Bab 3. Cerita Kala Senja

438 31 3
                                    

Guyur hujan menemani senja. Jingganya luntur tiba-tiba terkoyak mendung. Alma mendongakkan kepala, menyambut rintik yang menerpa wajahnya.

Netranya tersita pada sarang burung di atas pohon cemara dekat kamarnya. Ada induk burung yang tengah berjuang di sana, melindungi empat bayi burung yang minggu lalu baru menetas.

Sesayang itukah ibu pada anaknya? Kalau iya, kenapa mami ninggalin aku sendiri sama ayah? Kenapa mami pergi hanya karena alasan ekonomi?

Pikiran Alma melanglang buana. Ia masih belum bisa paham jalan pikiran ibunya. Benarkah sejahat itu sang ayah hingga ibunya memilih hengkang dari kehidupan pria pengayomnya? Atau memang sang ibu yang tak tahu diri meninggalkan dirinya dan sang ayah begitu saja.

Apakah di luar sana, sang kakak juga bahagia? Pernahkah terbesit kerinduan di hati Maura atas dirinya dan sang ayah kandung?

"Dek! Adek!"

Teriakan sang ayah membuat Alma tersadar.

"Iya, Yah! Alma di sini!"

Sosok itu membuka pintu dan segera mendekap sang putri. Napasnya memburu. Alma dulu sering protes jika sang ayah sudah begitu. Namun, ia perlahan paham apa yang dirasakan ayahnya.

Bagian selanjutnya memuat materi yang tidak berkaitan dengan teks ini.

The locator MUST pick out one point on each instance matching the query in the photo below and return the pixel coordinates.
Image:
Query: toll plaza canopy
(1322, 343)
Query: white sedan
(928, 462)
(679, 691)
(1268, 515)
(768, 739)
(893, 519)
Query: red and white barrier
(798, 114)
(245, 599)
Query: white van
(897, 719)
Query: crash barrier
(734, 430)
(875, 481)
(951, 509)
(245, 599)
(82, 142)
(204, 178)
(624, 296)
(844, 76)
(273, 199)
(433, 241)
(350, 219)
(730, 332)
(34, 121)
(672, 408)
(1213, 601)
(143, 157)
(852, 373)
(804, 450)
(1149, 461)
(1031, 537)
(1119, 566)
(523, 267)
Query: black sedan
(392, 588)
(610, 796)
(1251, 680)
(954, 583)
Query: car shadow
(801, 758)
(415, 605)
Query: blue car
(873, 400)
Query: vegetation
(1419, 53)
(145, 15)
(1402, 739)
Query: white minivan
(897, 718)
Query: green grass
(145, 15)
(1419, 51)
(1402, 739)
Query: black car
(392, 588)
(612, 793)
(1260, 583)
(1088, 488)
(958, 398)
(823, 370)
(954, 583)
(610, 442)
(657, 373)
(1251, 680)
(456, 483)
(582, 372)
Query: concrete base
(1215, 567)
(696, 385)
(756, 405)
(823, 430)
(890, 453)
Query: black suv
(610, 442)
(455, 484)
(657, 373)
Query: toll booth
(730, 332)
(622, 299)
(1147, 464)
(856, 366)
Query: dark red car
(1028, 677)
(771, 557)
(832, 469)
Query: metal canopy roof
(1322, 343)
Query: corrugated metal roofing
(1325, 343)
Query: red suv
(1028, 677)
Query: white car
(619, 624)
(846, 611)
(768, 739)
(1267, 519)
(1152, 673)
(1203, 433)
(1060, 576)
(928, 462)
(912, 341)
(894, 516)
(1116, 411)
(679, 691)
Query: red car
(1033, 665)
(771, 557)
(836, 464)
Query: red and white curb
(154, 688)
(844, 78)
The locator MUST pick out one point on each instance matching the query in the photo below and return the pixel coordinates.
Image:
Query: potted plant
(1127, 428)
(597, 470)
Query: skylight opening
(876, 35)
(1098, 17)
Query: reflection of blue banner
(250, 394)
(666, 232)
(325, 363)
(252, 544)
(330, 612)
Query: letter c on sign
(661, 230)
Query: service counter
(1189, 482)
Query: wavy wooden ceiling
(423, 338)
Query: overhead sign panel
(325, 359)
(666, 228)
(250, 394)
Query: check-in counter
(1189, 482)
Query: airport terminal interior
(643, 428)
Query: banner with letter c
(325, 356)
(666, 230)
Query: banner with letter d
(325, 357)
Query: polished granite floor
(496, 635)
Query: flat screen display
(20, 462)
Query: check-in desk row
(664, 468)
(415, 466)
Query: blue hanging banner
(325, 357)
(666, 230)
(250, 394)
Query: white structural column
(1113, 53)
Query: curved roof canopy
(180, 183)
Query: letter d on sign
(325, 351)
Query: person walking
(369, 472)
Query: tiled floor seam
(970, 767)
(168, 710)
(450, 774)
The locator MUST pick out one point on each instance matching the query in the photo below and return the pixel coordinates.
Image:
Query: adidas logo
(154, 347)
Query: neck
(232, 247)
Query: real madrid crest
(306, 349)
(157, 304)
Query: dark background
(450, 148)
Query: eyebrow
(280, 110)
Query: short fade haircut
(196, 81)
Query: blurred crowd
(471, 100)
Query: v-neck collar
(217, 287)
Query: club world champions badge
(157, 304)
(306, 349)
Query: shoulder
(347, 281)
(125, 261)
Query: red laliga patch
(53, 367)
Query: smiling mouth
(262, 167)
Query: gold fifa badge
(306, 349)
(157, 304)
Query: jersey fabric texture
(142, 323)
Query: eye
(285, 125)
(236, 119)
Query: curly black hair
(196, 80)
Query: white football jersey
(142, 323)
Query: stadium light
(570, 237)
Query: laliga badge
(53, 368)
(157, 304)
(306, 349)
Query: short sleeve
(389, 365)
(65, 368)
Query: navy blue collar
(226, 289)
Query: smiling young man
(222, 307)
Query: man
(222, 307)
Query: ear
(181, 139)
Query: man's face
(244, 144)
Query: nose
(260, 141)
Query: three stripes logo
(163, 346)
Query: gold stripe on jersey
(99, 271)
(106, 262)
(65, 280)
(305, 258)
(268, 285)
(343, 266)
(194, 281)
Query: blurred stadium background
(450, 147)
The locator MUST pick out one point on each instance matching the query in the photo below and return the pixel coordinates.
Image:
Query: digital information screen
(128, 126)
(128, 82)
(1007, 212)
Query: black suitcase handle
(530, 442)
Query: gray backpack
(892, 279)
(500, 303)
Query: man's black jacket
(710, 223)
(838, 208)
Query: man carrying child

Selepas ashar tadi, sang ayah tertidur di atas sajadah. Ia pasti memimpikan sesuatu yang berkaitan dengan kasus yang tengah ia tangani.

Tangan Alma mengelus punggung sang pria.

"Kenapa lagi Yah? Kasus apa lagi?"

Salman mengecup kening putrinya beberapa kali. Ia memastikan jika dirinya tidak sedang bermimpi.

Meski berusaha menepis pikiran tentang kasus yang tengah ia selidiki, alam bawah sadar Salman tak bisa berbohong. Ia begitu takut jika kejadian itu menimpa putrinya.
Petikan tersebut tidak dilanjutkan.